そして、その後、ルパートの提案通り神官長館へと戻る為の道を歩いていたシャルは、神官長館の近くにある小さな庭園内を覗くリチャードを見つけた。
「やっぱりさぼってる。ライチェル神官査!」
シャルが怒声を上げると、リチャードはしーっと右手人差し指を唇の前に当てて、静かにするように指示してくる。
「?」
「なんだろね?」
シャルとルパートは不思議そうに顔を見合せて、リチャードのいる場所へと近づいて行った。
「どうしたの? リチャード」
「見て見て、あれ。すっげ~~笑えるし!」
ルパートの呼びかけに答えたリチャードの指差す方に目を向けた二人は唖然とする。
青空に浮かぶ、無数のしゃぼん玉。
それを作っているのは、一人の青年神官と、その膝の上に抱かれた彼らの探していた御人。
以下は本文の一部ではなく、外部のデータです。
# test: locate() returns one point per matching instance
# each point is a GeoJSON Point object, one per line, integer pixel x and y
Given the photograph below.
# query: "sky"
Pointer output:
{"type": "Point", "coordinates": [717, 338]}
「坊や、見てご覧。ワシの作った玉の方が大きいじゃろう?」
ストローから鬚……ではなく、口を離してはしゃぐ小妖精属性老神官を見下ろし、青年神官も言い返す。
「いやいや、俺が作ったやつのが大きいぞ」
「ふぉふぉふぉふぉ、坊やも頑固じゃのう」
そんな会話が漏れ聞こえてくる。
「なんか、平和な光景だねぇ」
リチャードは口を開けっぱなしにしている二人の同僚を横目に、そう言って面白そうに笑った。